Afin de visibiliser l’activité syndicale de Guadeloupe totalement méconnue en France, aussi bien en terme d’action que de production de discours et d’idées, je reproduis ici un communiqué de l’UGTG concernant les événements tragiques survenus en France. Comme vous le verrez, la condamnation ferme ne se prive pas d’une certaine lucidité, notamment sur la politique étrangère de la France, entre autres.

COMMUNIQUE DE PRESSE

A propos des attentats de PARIS 

L’UGTG condamne avec la plus grande fermeté le carnage perpétré à Paris le 13 novembre dernier mais ne participera à aucune union sacrée ni avec l’Etat colonial français, ni avec ses valets locaux, ni avec le patronat.

Une fois de plus, ce sont les travailleurs, des victimes innocentes qui sont frappées par la barbarie.

Nous, Travailleurs et Peuple de Guadeloupe, savons ce qu’est la barbarie pour avoir été frappés à de nombreuses reprises par le terrorisme d’état.

Sonjé,  les 300 guadeloupéens décapités par le général Richepanse sur la place de la victoire en 1802. Plus près de nous, la centaine de personnes massacrés par les militaires français en mai 1967 [massacre non reconnu par l’Etat à ce jour…], etc…

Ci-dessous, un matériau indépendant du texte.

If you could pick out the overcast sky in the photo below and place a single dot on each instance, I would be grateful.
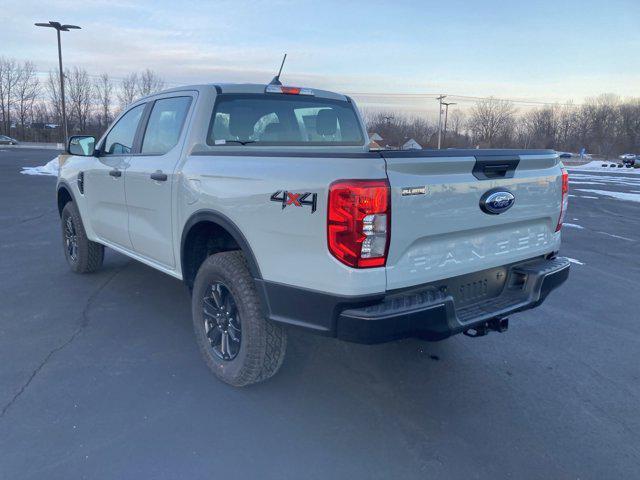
(546, 50)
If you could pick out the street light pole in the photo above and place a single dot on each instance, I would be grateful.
(60, 28)
(440, 98)
(446, 116)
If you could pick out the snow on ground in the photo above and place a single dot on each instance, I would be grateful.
(586, 179)
(51, 168)
(597, 167)
(629, 197)
(573, 260)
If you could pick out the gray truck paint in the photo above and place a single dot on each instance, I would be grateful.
(433, 236)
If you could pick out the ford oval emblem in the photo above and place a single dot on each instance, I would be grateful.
(497, 201)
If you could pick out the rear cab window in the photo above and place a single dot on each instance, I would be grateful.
(283, 120)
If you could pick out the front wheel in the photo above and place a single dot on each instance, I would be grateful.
(83, 255)
(236, 340)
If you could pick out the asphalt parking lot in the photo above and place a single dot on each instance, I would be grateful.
(100, 376)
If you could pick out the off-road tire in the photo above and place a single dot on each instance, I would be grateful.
(90, 255)
(263, 343)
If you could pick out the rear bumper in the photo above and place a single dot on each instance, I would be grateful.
(434, 311)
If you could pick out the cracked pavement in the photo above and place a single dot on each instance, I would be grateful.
(100, 376)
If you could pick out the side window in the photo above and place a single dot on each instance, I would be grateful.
(165, 125)
(119, 140)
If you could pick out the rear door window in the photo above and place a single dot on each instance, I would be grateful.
(274, 119)
(165, 125)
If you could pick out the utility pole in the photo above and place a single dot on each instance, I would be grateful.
(446, 115)
(440, 98)
(60, 28)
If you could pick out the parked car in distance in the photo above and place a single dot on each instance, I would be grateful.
(4, 140)
(629, 159)
(268, 203)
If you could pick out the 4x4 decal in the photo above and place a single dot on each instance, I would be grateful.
(295, 199)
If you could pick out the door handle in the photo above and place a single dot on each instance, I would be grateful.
(159, 176)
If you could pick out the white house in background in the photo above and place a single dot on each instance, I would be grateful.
(411, 144)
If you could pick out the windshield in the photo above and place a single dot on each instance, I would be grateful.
(275, 119)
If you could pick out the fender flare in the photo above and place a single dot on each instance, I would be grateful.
(63, 185)
(225, 222)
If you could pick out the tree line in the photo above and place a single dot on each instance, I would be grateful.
(31, 108)
(607, 125)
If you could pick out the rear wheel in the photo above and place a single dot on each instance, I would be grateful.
(236, 340)
(83, 255)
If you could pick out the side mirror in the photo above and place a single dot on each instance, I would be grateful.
(82, 145)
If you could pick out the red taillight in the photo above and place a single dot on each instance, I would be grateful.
(288, 90)
(359, 221)
(565, 199)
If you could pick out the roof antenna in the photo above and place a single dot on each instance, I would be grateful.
(276, 79)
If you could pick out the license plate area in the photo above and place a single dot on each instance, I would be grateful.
(475, 287)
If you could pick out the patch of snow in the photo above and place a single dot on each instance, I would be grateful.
(629, 197)
(582, 179)
(597, 167)
(617, 236)
(50, 168)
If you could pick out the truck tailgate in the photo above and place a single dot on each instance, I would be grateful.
(438, 229)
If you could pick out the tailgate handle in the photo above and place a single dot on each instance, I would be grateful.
(495, 167)
(495, 171)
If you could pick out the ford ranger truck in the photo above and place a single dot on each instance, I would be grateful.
(266, 201)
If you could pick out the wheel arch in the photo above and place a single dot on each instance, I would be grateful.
(64, 195)
(206, 224)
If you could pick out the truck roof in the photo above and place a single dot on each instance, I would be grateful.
(246, 88)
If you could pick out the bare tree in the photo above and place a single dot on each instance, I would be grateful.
(128, 90)
(492, 122)
(27, 91)
(149, 82)
(104, 96)
(80, 92)
(9, 76)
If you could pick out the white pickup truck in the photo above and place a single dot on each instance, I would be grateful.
(267, 202)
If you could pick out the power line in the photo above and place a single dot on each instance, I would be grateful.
(392, 95)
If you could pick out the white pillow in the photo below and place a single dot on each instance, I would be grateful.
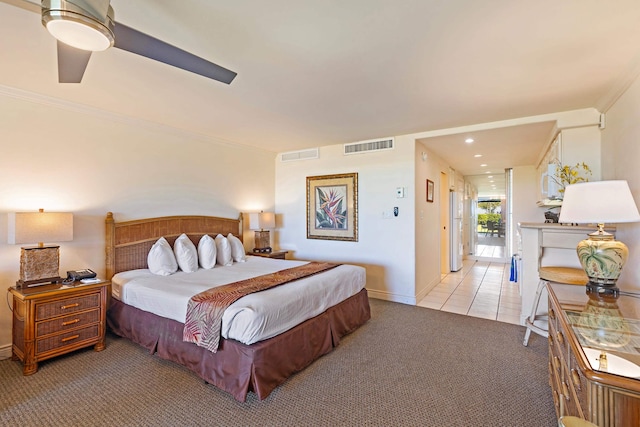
(224, 250)
(186, 254)
(207, 252)
(161, 259)
(237, 248)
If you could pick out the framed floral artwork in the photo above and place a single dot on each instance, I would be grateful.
(332, 207)
(429, 191)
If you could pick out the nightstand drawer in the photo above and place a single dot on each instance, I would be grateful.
(65, 306)
(60, 324)
(67, 339)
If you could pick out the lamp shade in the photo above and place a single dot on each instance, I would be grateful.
(598, 202)
(262, 220)
(40, 227)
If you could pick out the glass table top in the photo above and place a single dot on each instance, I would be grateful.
(607, 328)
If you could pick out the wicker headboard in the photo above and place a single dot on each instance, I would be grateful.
(128, 242)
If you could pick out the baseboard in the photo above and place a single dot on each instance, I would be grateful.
(5, 351)
(423, 293)
(391, 297)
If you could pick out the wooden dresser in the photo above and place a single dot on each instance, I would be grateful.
(604, 390)
(51, 320)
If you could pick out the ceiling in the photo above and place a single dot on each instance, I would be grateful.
(319, 73)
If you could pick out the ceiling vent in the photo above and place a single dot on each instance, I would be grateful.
(293, 156)
(368, 146)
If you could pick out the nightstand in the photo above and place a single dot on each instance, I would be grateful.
(273, 254)
(51, 320)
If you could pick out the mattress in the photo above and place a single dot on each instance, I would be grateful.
(254, 317)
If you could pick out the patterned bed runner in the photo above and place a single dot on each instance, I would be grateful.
(204, 311)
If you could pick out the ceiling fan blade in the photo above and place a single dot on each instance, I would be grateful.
(71, 63)
(139, 43)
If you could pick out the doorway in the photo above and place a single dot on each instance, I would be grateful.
(490, 221)
(443, 186)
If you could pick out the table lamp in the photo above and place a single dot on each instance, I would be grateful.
(258, 222)
(601, 256)
(39, 264)
(603, 326)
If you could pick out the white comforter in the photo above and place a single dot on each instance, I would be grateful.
(252, 318)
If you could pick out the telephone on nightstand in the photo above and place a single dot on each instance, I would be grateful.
(74, 275)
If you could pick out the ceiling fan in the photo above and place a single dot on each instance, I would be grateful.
(85, 26)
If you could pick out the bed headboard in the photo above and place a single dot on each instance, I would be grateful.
(128, 242)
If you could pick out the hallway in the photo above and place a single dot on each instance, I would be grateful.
(479, 289)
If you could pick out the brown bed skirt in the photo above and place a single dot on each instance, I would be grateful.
(239, 368)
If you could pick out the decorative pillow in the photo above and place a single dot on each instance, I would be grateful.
(207, 252)
(237, 248)
(161, 259)
(224, 250)
(186, 254)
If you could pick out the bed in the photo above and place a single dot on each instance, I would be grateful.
(258, 366)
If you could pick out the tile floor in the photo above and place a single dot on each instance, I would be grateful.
(479, 289)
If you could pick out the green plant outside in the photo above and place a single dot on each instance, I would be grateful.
(483, 218)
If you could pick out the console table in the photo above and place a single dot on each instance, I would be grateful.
(594, 355)
(560, 242)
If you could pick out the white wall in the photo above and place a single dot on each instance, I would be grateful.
(523, 203)
(621, 160)
(59, 159)
(427, 226)
(385, 246)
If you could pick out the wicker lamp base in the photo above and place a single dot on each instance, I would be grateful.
(39, 265)
(262, 241)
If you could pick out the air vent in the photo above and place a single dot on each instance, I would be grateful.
(293, 156)
(368, 146)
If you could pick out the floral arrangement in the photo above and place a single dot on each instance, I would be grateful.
(567, 175)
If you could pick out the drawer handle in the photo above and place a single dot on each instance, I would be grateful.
(575, 376)
(71, 338)
(565, 390)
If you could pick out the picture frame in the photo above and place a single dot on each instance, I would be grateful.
(429, 191)
(332, 207)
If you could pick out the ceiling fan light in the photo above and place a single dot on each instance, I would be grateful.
(79, 35)
(85, 29)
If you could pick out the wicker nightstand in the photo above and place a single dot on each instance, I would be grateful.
(51, 320)
(274, 254)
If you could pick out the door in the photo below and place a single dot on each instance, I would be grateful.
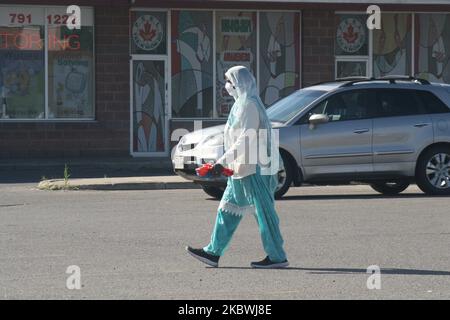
(402, 128)
(149, 123)
(343, 145)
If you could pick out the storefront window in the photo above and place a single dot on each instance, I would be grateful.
(192, 64)
(22, 70)
(148, 32)
(392, 45)
(279, 66)
(23, 47)
(432, 47)
(235, 45)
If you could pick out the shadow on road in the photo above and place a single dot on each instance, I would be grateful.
(393, 271)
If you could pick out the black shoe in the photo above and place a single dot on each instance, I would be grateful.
(268, 264)
(204, 257)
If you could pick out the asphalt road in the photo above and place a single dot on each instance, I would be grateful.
(130, 245)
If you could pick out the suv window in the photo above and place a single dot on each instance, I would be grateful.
(398, 102)
(432, 103)
(349, 105)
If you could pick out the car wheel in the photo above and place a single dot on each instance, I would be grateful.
(215, 192)
(390, 188)
(285, 176)
(433, 171)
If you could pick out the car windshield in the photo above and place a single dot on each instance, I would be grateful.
(284, 109)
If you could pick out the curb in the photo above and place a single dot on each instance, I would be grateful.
(59, 184)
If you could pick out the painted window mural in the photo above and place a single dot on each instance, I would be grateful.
(392, 45)
(352, 36)
(148, 105)
(432, 47)
(235, 45)
(192, 64)
(148, 32)
(279, 66)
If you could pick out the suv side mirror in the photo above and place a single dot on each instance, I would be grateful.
(316, 119)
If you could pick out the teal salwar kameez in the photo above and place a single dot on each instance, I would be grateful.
(251, 190)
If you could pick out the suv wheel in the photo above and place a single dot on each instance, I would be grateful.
(215, 192)
(390, 188)
(433, 171)
(285, 176)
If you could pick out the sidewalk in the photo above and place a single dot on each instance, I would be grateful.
(119, 183)
(114, 173)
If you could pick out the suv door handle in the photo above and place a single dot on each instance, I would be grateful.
(421, 125)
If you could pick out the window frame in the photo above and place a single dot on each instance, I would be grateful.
(46, 9)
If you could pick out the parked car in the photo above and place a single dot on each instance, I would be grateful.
(388, 132)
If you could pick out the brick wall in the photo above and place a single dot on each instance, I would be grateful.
(318, 33)
(109, 134)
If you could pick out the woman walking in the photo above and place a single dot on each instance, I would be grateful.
(248, 134)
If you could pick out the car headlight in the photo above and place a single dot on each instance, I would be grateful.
(214, 141)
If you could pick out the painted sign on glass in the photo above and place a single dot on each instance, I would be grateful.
(392, 45)
(148, 32)
(148, 106)
(432, 47)
(280, 55)
(351, 35)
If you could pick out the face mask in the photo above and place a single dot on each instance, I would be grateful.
(231, 90)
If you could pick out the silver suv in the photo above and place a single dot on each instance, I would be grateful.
(387, 132)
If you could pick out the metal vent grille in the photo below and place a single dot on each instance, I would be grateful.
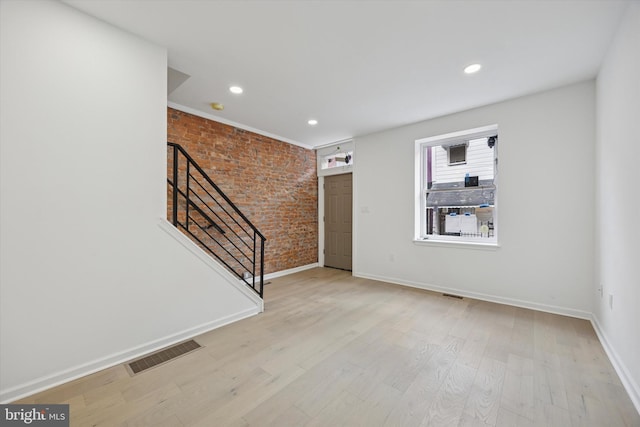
(163, 356)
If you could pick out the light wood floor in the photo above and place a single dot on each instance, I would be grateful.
(333, 350)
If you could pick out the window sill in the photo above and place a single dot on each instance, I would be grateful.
(493, 246)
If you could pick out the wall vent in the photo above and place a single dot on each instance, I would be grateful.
(163, 356)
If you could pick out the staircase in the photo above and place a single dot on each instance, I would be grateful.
(199, 209)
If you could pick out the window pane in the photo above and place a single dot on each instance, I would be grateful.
(459, 195)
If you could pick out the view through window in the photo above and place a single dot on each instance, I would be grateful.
(458, 198)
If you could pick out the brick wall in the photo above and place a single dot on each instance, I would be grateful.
(272, 182)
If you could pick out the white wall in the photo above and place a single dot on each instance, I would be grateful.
(545, 206)
(88, 278)
(618, 202)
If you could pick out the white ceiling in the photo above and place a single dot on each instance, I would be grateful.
(363, 66)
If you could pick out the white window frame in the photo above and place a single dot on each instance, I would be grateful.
(450, 139)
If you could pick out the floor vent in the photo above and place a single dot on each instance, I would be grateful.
(163, 356)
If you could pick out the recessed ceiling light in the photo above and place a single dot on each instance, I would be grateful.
(473, 68)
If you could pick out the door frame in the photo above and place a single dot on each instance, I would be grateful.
(321, 220)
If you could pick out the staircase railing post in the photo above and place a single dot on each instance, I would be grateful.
(175, 186)
(261, 266)
(253, 263)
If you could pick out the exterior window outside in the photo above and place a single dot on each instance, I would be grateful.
(458, 188)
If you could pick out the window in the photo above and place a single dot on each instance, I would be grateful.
(457, 154)
(456, 176)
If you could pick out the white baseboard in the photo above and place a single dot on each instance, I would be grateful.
(580, 314)
(290, 271)
(58, 378)
(621, 369)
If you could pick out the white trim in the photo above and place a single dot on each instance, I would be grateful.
(89, 368)
(167, 227)
(580, 314)
(329, 144)
(488, 246)
(632, 388)
(290, 271)
(222, 120)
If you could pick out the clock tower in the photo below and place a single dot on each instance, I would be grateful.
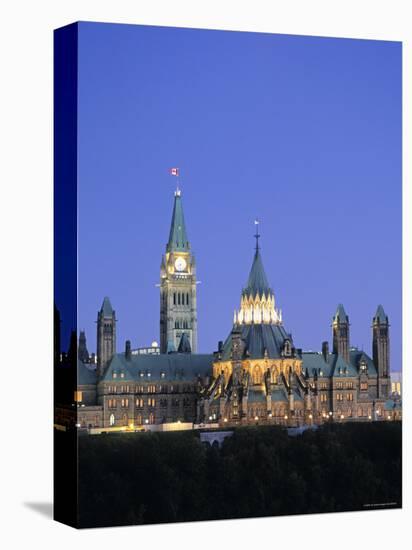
(178, 309)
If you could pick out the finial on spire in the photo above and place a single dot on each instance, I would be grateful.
(257, 234)
(175, 172)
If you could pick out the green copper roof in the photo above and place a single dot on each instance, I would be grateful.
(257, 282)
(340, 314)
(259, 339)
(184, 344)
(153, 368)
(86, 376)
(107, 309)
(178, 241)
(380, 315)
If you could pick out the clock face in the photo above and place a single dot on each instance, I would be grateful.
(180, 264)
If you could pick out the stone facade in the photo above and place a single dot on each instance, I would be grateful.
(257, 375)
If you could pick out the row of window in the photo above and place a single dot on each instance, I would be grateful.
(341, 385)
(151, 402)
(180, 298)
(151, 388)
(340, 397)
(181, 324)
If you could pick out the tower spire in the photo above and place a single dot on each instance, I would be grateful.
(257, 236)
(178, 241)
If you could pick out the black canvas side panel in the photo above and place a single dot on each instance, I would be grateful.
(65, 273)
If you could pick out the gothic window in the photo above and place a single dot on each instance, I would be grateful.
(257, 378)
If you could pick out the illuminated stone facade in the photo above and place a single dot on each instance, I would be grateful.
(257, 376)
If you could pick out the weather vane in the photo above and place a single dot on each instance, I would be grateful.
(257, 233)
(175, 172)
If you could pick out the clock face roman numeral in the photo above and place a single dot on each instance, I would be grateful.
(180, 264)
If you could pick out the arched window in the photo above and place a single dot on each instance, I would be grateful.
(257, 376)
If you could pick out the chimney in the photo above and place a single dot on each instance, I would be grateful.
(325, 351)
(128, 351)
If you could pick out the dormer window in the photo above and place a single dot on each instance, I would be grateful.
(363, 367)
(287, 348)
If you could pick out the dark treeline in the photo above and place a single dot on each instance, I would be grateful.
(166, 477)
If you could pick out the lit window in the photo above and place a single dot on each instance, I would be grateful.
(78, 396)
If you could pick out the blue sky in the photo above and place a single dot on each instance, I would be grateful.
(302, 132)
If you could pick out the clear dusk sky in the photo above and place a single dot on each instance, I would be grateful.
(302, 132)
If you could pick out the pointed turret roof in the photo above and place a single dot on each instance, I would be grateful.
(106, 309)
(257, 282)
(340, 314)
(184, 344)
(380, 315)
(178, 241)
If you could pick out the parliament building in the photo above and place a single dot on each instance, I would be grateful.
(257, 375)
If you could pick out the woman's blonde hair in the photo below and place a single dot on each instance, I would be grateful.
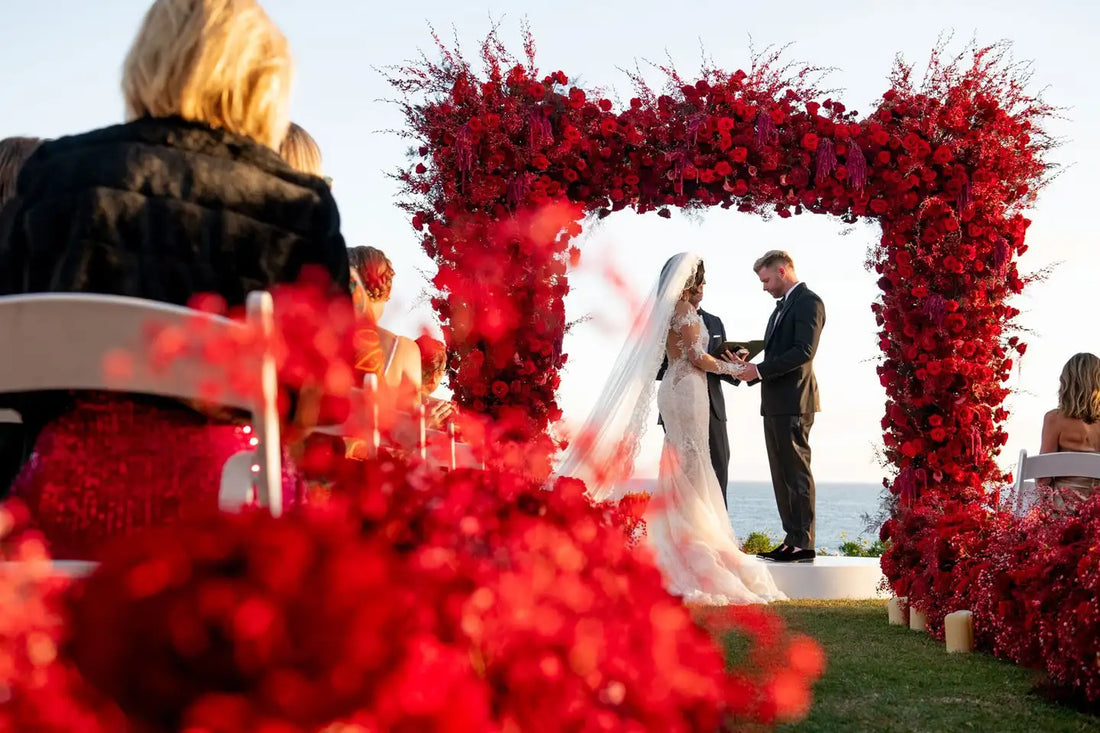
(13, 153)
(300, 152)
(1079, 387)
(219, 62)
(374, 271)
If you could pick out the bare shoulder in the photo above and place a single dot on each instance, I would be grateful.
(407, 347)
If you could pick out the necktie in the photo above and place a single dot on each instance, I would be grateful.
(774, 317)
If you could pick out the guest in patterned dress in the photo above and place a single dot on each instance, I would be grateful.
(13, 154)
(1074, 426)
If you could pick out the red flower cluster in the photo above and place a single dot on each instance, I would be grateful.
(40, 691)
(410, 598)
(944, 167)
(414, 599)
(1033, 584)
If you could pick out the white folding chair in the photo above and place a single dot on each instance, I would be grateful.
(59, 341)
(1051, 466)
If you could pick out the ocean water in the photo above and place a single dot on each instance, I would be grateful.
(839, 506)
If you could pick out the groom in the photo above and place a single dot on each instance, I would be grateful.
(789, 400)
(719, 439)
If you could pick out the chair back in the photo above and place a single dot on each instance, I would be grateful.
(80, 341)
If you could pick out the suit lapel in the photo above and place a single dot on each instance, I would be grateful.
(793, 295)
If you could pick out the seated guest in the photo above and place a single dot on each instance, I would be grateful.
(372, 282)
(432, 368)
(1074, 426)
(13, 154)
(300, 152)
(188, 197)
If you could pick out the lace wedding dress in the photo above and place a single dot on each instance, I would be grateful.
(686, 524)
(688, 527)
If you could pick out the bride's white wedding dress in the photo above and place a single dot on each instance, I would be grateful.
(686, 524)
(688, 527)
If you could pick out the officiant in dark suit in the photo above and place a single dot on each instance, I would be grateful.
(719, 439)
(789, 400)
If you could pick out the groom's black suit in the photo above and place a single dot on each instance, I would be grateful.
(719, 439)
(788, 403)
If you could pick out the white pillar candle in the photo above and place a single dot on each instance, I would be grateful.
(895, 611)
(916, 620)
(958, 631)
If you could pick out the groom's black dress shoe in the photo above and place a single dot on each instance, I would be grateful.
(771, 555)
(795, 556)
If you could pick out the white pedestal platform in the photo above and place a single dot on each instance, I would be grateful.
(829, 579)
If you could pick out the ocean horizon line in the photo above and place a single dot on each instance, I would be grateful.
(845, 482)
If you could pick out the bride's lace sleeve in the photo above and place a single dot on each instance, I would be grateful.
(686, 325)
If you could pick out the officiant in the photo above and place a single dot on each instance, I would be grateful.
(719, 439)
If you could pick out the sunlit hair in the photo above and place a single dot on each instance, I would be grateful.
(695, 280)
(13, 153)
(300, 152)
(771, 259)
(1079, 387)
(432, 358)
(218, 62)
(374, 270)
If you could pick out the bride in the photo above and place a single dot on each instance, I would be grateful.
(688, 527)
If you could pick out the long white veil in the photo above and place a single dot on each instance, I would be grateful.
(603, 452)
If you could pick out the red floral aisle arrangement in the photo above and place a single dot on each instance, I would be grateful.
(1033, 583)
(39, 690)
(410, 599)
(415, 600)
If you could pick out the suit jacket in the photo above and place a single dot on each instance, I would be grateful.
(788, 385)
(717, 332)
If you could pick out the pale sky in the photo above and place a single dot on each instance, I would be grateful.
(59, 68)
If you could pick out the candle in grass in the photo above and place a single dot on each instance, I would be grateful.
(897, 611)
(958, 631)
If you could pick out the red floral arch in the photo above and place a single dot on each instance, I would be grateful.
(509, 162)
(512, 161)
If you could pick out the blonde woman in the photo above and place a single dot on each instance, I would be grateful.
(1074, 426)
(13, 153)
(372, 282)
(300, 152)
(188, 196)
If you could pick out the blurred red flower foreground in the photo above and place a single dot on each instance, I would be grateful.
(411, 600)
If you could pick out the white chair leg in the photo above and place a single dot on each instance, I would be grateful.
(237, 482)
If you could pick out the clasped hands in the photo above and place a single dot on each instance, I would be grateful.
(750, 372)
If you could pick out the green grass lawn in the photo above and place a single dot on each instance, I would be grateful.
(889, 678)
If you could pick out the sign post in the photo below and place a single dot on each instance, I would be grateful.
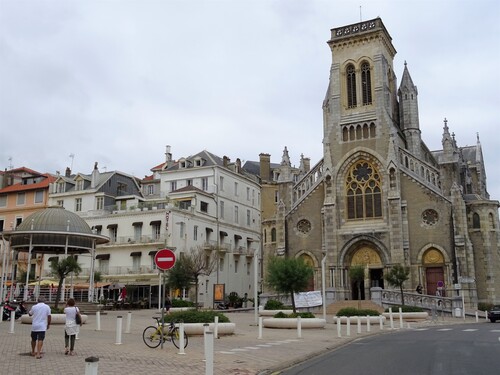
(164, 260)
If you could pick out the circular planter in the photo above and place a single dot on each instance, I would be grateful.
(362, 319)
(408, 316)
(56, 319)
(292, 323)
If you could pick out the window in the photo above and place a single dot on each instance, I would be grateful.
(21, 198)
(204, 206)
(364, 195)
(99, 203)
(39, 196)
(366, 83)
(78, 204)
(351, 86)
(204, 183)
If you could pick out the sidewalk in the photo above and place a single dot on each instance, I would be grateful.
(239, 354)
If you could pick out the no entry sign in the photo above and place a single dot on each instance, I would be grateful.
(165, 259)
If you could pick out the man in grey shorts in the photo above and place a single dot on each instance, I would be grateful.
(40, 323)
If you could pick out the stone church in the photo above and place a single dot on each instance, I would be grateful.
(380, 197)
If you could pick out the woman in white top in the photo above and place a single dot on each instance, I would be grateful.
(71, 328)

L’UGTG adresse sa solidarité aux Travailleurs et au Peuple français.

Et déclare que :

  • DAESH est le fruit de la guerre en Lybie, en Afghanistan, en Irak, en Syrie, en Centrafrique, au Mali, organisée par les puissances occidentales au service des multinationales et du grand capital international
  • Cette barbarie est la conséquence de la déstabilisation de ces nations orchestrées par les grandes puissances dans le but de piller les ressources naturelles et asservir les peuples
  • Cette barbarie est la résultante de la dislocation des nations et des peuples laissant place au chaos, laissant place à des pays sans gouvernement, sans institution, livrés à des groupes armés financés et équipés par les grandes puissances au rang desquels la France, les USA, la Grande-Bretagne, la Russie notamment
  • Pour combattre la barbarie, il faut avant tout oeuvrer pour la paix et la souveraineté des nations et non pour la guerre comme le font les grandes puissances toupatou si latè [partout sur terre]
  • Le combat pour la paix passe inexorablement par la défense des libertés fondamentales, par la défense des syndicats et du droit du travail, protecteur des salariés, sans cesse attaqué par le patronat et l’Etat,
  • Le combat pour la paix passe inexorablement par la défense des libertés syndicales sans cesse bafouées, et qui le seront encore plus dans le cadre de l’état d’urgence décrété en France et en Guadeloupe
  • Le combat pour la paix passe inexorablement par la réussite scolaire et l’insertion professionnelle durable de nos enfants, par l’amélioration des conditions de vie des travailleurs et du peuple pou timoun annou pa tobé adan men a pon fanatik [afin que nous enfants ne se laissent embrigader par quelque fanatisme que ce soit].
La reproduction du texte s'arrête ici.